Only if you’re mired in the unreasonable partisan mindset I criticized at the start of this column will you attribute Putin’s military interference in Georgia and Ukraine solely to imperialism. His national security concerns were realistic and of longstanding. Once again I’ll ask my readers what the U.S. response would be if either Canada or Mexico, and especially if both of them, joined a military alliance that was created to oppose us.
One way to answer the question is to recall our near hysteria when, in response to the U.S.-backed Bay of Pigs invasion, Cuba turned to the Soviet Union for security assistance. As it happened, for one brief moment now called the Cuban Missile Crisis our fears were justified, although never again.
I’m not sure what peace deal Trump will force on Ukraine. The man is impulsive and thoughtless. The deal might be grossly unfair. I hope that what Ukraine will have to concede is limited to Russian control of Crimea and self-determination to those portions of the eastern provinces of Donetsk and Luhansk that rebelled against the un-elected government in Kiev when forces in the more populous west staged an illegal coup against the presidency of Viktor Yanukovych in late 2014 and early 2015. Ukrainian President Volodymyr Zelenskyy will regard these concessions as a terrible defeat, but a more objective observer might discern some justice in such a settlement.

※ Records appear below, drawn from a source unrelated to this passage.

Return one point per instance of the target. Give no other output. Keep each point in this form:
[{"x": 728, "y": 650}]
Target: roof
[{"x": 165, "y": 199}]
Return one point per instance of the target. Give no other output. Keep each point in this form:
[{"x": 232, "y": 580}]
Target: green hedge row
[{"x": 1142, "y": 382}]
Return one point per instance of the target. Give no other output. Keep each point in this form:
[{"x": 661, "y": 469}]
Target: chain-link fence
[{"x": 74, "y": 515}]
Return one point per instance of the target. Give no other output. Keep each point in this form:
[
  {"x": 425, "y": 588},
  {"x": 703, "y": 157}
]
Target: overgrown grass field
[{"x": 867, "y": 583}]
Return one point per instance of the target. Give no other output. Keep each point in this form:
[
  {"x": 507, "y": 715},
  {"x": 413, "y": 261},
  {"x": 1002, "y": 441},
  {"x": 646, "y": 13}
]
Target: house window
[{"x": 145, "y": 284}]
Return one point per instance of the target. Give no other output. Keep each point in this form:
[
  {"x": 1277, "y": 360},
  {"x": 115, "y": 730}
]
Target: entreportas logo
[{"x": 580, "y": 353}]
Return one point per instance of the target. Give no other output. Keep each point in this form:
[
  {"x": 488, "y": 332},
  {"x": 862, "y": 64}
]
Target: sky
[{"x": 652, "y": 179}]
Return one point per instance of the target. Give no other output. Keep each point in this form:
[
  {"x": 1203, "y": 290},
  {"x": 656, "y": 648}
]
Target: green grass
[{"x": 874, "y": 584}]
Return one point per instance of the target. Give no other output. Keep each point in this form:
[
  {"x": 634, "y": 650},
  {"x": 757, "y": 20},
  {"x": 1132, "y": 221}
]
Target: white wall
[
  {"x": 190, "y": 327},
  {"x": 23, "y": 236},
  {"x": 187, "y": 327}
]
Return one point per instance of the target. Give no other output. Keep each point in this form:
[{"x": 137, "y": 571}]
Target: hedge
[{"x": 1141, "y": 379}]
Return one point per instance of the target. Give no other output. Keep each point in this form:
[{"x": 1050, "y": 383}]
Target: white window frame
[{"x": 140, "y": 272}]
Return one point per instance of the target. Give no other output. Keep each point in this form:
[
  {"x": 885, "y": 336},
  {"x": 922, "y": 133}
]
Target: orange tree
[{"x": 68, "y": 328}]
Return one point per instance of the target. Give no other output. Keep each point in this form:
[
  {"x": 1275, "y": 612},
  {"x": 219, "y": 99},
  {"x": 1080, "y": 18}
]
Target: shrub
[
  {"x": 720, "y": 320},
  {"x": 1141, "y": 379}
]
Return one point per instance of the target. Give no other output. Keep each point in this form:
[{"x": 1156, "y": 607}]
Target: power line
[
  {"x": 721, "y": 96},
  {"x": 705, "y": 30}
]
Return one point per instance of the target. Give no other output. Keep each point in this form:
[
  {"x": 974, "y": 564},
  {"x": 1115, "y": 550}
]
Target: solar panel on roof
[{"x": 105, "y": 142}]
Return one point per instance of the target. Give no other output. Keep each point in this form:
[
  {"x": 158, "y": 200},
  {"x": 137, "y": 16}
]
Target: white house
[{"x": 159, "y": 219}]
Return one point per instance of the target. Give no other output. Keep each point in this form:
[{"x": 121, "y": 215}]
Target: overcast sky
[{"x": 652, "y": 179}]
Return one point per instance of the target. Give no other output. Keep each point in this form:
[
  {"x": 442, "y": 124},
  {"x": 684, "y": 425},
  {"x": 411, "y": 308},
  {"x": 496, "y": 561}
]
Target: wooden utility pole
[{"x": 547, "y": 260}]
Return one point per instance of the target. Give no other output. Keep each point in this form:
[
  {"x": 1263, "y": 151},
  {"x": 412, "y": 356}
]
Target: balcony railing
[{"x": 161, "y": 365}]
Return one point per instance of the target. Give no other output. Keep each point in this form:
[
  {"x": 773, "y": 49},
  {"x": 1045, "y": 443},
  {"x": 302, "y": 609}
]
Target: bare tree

Will such a settlement embolden Putin to attack Poland or the Baltic states? Doing so would risk war with NATO, and even without U.S. participation, war with the NATO states would be on a scale immensely different than war with Ukraine, which has cost Russia far more than Putin apparently foresaw in 2022. Such warnings remind me of the self-serving “domino theory” used to justify our war in Vietnam. I may be wrong in the present case. I hope I’m not.